L’objectif est d’impliquer les habitants dans une prise de conscience environnementale pour assurer la transition vers le monde de demain. Moussa Amara, directeur technique du projet Tafilelt.
La cité utopique du désert algérien | The Switchers

– Les habitants de la cité étaient-ils sensibles à la question de la préservation environnementale et patrimoniale ?  

– Les gens ici sont enracinés dans leur terre, ils ont conscience de l’importance de préserver le patrimoine architectural local. En revanche, la question environnementale est nouvelle pour eux. Jusqu’à récemment, c’était un sujet abordé uniquement dans les milieux intellectuels. Mais finalement, on se rend compte que les gens adhèrent spontanément à ces démarches de protection environnementale. Et puis nous avons aussi mis en place des petites actions pour les motiver. Par exemple, il y a dans la cité un poulailler et une petite ferme avec des chèvres, des vaches, etc. Les citoyens qui traitent leurs déchets reçoivent des œufs ou du lait pour les récompenser dans leur action. C’est une façon de les motiver, même si les gens le font spontanément.

– Comment a été financé le projet ?

– Nous avons eu recourt à un système d’autofinancement et d’entraide sociale. Des prêts sans intérêts ont été concédés par des notables généreux qui soutiennent la fondation. Les futurs propriétaires font un petit apport initial et s’engagent à rembourser le prix restant du logement selon un échéancier fixé en fonction de leurs capacités de remboursement. Au sein de la fondation, il y a une commission dédiée à la sélection des dossiers et à l’accompagnement des futurs propriétaires, qui reçoivent en plus une aide importante de l’État pour devenir propriétaires.

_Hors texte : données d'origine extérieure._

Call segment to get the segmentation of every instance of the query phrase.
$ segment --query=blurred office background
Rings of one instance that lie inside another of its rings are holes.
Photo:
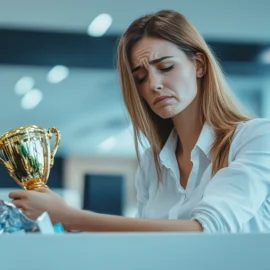
[[[137,160],[115,52],[133,19],[160,9],[183,13],[236,96],[270,117],[269,0],[0,0],[0,134],[57,127],[62,139],[48,185],[75,207],[135,213]],[[14,188],[0,166],[0,198]]]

– Quel rôle tient l’aspect communautaire dans ce projet ?

– L’aspect communautaire est un héritage millénaire dans la Vallée du M’Zab. Nous avons voulu préserver des valeurs essentielles comme celle de bien vivre ensemble et de l’entraide. Cet aspect a également défini l’envergure du projet dans notre volonté de créer une ville gérable, où tout le monde connaît tout le monde, où les gens se sentent en sécurité. Cela détermine aussi de nombreux aspects logistiques en termes de gestion des déchets et d’efficacité énergétique. On peut produire nous même notre énergie dans des espaces gérables.

 

– Avez-vous l’intention de créer une autre Tafilelt dans l’avenir ?

– Pour l’instant nous ne pouvons pas répondre aux besoins de toutes les communes, en revanche nous souhaitons lancer une formule d’accompagnement et mettre notre expérience et notre savoir au service d’autres initiatives semblables à Tafilelt, que ce soit en Algérie ou dans le reste du monde.